A work of art's first fruits are to be offered as a sacrifice. First to the One who gave it,  secondly as a service to the audience, and third as a gift echoing back to the Artist through the first two. Art is that rendering of service to an audience which, when done rightly, is an act of love. The presentation and even the creation should be intimate communion with another soul feasting over an object of story worthy of that communion.




Tuesday, July 22, 2014

Stag

Stag at Sharkies is one of the iconic works of brilliance from the early 1900’s brought into the world by George Bellows. The gestures, raw, unflattering honesty and the visceral brush strokes of the visual language place you within the world of Bellows. Spend some time with the masterpiece and you can start to smell the cigar smoke, and worry at what your wife will say about the blood splatters on your jacket collar. I started even to question how I'd fair in the ring. And that’s where this painting hit me hardest- inner fears, struggles, worries.

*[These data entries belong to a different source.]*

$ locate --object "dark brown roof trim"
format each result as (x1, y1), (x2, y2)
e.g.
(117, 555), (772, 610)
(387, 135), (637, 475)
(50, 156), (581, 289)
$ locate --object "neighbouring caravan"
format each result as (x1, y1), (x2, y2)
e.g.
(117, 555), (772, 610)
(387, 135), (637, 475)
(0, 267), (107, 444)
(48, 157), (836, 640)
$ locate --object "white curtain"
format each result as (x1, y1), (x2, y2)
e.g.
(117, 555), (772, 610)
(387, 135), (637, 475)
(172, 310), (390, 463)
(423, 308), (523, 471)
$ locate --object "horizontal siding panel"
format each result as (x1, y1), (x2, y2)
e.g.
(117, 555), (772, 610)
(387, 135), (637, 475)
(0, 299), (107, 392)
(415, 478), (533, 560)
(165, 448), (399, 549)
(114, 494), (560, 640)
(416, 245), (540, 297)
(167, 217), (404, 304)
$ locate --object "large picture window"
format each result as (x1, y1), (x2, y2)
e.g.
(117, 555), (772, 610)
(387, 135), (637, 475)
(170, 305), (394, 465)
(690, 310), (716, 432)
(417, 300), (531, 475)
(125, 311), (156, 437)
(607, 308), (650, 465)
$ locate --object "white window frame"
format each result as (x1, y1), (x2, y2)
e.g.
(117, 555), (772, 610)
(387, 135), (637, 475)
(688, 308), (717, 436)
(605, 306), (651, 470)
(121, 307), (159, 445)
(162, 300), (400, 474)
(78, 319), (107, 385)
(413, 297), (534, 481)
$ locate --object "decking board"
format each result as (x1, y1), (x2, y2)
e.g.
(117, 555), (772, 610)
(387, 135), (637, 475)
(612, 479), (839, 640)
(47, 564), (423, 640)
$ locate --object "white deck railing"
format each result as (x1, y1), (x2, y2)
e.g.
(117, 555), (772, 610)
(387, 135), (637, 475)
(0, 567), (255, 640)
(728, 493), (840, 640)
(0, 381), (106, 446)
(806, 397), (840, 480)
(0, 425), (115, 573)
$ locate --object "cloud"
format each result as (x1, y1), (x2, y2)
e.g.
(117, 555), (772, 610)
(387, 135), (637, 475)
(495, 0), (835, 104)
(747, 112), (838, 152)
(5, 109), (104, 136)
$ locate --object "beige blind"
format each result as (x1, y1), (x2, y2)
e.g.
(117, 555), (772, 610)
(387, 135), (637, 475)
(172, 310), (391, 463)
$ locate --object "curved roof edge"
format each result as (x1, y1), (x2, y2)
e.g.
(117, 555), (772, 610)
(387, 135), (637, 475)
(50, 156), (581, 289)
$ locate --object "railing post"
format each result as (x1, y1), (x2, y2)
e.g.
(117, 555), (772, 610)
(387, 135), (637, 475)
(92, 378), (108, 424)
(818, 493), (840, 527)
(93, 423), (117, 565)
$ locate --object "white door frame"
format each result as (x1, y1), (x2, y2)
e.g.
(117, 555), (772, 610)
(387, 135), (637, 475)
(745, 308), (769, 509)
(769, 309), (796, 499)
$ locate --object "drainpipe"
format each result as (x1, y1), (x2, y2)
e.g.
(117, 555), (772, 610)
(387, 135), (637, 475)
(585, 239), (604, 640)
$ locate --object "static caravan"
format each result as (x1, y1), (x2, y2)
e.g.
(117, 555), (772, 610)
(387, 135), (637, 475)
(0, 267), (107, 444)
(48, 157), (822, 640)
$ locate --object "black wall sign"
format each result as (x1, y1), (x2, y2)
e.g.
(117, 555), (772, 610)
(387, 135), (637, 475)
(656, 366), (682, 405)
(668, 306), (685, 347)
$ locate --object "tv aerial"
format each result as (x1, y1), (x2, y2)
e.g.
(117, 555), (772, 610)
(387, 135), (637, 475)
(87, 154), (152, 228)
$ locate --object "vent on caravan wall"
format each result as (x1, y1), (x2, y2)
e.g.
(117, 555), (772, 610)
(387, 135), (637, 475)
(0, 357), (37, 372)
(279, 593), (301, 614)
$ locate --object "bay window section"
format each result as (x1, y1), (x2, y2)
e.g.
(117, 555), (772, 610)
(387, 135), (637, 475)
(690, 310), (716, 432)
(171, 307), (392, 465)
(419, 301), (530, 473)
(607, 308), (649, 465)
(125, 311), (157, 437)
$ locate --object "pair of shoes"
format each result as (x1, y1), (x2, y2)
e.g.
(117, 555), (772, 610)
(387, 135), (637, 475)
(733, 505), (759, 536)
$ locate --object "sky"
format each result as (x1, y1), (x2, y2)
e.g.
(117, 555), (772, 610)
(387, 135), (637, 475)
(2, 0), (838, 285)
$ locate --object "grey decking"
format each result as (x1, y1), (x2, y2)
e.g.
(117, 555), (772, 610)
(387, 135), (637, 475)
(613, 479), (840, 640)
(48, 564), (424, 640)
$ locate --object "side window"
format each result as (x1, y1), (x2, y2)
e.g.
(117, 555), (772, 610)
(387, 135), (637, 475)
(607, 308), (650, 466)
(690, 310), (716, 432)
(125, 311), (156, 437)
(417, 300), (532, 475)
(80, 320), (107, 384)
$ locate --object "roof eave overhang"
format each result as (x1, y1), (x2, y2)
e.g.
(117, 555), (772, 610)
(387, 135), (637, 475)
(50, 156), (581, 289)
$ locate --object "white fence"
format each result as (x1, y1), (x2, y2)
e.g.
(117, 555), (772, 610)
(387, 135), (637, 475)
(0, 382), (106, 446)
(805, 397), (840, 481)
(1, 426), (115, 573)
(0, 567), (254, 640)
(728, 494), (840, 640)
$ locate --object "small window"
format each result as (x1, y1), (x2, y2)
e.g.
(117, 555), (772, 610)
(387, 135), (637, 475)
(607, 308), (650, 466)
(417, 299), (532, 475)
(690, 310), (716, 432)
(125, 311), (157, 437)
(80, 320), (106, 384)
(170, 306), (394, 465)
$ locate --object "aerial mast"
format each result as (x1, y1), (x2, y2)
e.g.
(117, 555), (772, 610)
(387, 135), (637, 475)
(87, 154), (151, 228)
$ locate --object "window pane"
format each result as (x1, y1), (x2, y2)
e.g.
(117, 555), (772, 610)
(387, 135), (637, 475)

And the more I’ve listened to others stories pounding sympathetic to the incessant drumming of my heart inside my chest, I get the sense I’m not alone in my experience. By far the mass of struggles while blood pumps and spills and rebuilds, are within. So in my adoration of George Bellow’s brilliance, I took liberty, stood on his shoulders and have made it my own. This is still a moment of raw reality but the figures overlap and merge at the top of the piece. This is one fighter suspended in time, battling to the death with himself.